Treatment of tuberculosis of the pharynx is carried out in special phthisiatric institutions and sanatoriums and, as a rule, is combined with general anti-tuberculosis treatment of its various forms (pulmonary, visceral, bone). The main means of treating patients with any form of tuberculosis are antibiotics of anti-tuberculosis action - aminoglycosides (kanamycin, streptomycin) and ansamycins (rifabutin, rifamycin, rifampicin). In recent years, biologically active additives have been recommended for poverty from a series of vetons, as well as vitamins and vitamin-like products (retinoids, glycopenthides). Great importance is attached to high-grade easily assimilated food, climatotherapy, etc.

Treatment of pharyngeal tuberculosis is carried out against a background of general specific treatment and includes the following measures: relief of pain syndrome (local spraying with anesthetic solutions - 2% cocaine hydrochloride or dicaine solution, alcohol solution of tannin and anestezin); irradiation with small doses (20-25 g) - analgesic and antidisfagic action; with severe pain - alcoholization of the upper laryngeal nerve. The use of streptomycin, as a rule, by the end of the first week removes the pain syndrome and stops the development of the granulomatous-ulcerative process in the pharynx.

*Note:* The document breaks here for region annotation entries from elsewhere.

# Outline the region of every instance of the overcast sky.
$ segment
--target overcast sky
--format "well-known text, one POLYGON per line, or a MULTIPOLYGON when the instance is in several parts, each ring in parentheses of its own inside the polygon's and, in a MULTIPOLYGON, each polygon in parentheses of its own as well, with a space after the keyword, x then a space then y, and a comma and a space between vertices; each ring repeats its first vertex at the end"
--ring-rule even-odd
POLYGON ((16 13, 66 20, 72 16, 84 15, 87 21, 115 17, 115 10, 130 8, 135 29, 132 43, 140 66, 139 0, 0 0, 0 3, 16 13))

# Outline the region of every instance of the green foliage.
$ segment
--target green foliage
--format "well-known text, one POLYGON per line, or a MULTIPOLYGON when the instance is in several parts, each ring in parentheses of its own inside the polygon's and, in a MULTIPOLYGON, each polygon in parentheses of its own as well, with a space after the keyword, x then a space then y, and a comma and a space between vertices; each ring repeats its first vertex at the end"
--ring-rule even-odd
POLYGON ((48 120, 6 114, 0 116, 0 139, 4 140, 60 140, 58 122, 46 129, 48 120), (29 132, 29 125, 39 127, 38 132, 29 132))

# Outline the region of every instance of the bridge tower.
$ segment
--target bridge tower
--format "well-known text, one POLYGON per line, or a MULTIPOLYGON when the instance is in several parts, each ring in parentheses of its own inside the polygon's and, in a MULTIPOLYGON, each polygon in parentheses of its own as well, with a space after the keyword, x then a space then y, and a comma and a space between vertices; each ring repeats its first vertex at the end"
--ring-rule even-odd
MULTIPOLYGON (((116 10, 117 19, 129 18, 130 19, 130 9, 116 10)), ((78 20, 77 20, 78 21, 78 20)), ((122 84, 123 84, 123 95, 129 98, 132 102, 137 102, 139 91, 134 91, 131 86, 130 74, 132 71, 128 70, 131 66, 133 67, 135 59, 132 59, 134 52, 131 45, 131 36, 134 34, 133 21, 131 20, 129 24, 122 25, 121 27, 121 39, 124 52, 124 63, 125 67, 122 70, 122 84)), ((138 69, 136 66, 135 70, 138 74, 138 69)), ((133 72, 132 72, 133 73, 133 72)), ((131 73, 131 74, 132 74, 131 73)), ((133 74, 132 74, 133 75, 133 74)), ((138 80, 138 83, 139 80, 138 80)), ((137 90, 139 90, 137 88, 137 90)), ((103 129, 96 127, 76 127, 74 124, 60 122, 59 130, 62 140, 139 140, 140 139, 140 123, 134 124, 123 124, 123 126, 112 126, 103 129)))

Ulcers treated with 5-10% lactic acid solution; designate tubular UFO. In fibrotic hypertrophic forms of tuberculosis of the pharynx, galvanocaustic and diathermocoagulation are used. According to Gorbea (1984), local x-ray therapy (from 50 to 100 g per session, for a total of 10 sessions with repetition after 1 week) gives good results in the fight against a widespread ulcerative process.